The Federal Reserve is stepping in again in an attempt to smooth global lending markets, this time by lending dollars to other central banks in exchange for Treasuries.
WASHINGTON – The Federal Reserve is stepping in once again in an attempt to smooth global lending markets, this time by lending dollars to other central banks in exchange for Treasuries.
The new lending program will allow other central banks to access dollars without having to sell Treasury securities. Excessive selling of treasury bills usually causes their interest rates or yields to rise, making borrowing more expensive. The Fed is trying to prevent this.

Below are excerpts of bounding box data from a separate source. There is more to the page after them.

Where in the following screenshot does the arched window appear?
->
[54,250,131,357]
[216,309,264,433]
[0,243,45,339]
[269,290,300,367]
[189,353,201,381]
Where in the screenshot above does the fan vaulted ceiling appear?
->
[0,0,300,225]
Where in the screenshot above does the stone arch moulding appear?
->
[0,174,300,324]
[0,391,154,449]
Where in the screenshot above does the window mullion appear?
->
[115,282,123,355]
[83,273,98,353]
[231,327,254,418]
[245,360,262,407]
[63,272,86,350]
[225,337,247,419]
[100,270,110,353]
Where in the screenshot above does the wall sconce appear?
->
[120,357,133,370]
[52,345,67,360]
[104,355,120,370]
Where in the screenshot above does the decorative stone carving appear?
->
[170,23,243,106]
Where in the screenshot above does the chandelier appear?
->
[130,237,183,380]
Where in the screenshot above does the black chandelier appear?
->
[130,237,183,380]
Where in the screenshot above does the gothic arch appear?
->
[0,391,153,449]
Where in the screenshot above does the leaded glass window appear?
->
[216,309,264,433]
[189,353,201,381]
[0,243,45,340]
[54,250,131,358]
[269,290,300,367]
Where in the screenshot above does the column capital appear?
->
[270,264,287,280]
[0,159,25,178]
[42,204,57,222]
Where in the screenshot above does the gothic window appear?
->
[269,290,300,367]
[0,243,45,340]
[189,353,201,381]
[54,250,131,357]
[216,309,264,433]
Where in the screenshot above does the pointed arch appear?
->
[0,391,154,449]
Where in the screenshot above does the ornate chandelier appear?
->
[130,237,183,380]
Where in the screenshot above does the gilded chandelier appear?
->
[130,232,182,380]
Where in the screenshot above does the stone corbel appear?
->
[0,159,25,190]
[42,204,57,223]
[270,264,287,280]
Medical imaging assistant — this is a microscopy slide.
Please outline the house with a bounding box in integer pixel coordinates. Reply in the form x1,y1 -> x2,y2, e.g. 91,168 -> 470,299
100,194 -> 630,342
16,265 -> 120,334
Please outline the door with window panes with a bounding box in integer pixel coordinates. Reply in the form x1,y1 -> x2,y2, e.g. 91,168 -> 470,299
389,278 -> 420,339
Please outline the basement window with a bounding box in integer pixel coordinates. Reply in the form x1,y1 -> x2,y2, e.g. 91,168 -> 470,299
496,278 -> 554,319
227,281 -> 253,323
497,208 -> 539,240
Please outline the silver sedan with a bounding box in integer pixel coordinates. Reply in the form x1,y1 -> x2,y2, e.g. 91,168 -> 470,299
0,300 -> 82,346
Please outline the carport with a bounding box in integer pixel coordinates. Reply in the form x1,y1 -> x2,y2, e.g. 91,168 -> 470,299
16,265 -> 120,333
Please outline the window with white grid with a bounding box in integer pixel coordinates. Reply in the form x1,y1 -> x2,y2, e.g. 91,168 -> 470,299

“This facility should help support the proper functioning of the US Treasury market by providing an alternative temporary source of US dollars other than the sale of securities on the open market,” he said in a statement.
Foreign central banks typically lend dollars to their country’s banks, which do much of their business in dollars.
The Fed has already expanded dollar “swap lines” with 14 central banks to swap dollars for an equal amount of currencies. The new program will allow central banks to sell Treasuries to the Fed, with an agreement to buy them back the next day – an operation known as a “repo” or repo. Central banks pay a low interest rate on what is essentially an overnight cash loans , which can be renewed.
As the coronavirus disrupted economies and financial markets, banks and other financial institutions have sought to sell Treasuries and other securities to raise cash. This selling pressure on some days pushed up Treasury yields and clogged financial markets as sellers struggled to find buyers. The Fed’s foreign lending program will allow foreign central banks to convert treasury bills into cash without having to sell them.
The program will begin on April 6 and run for at least six months, the Fed said.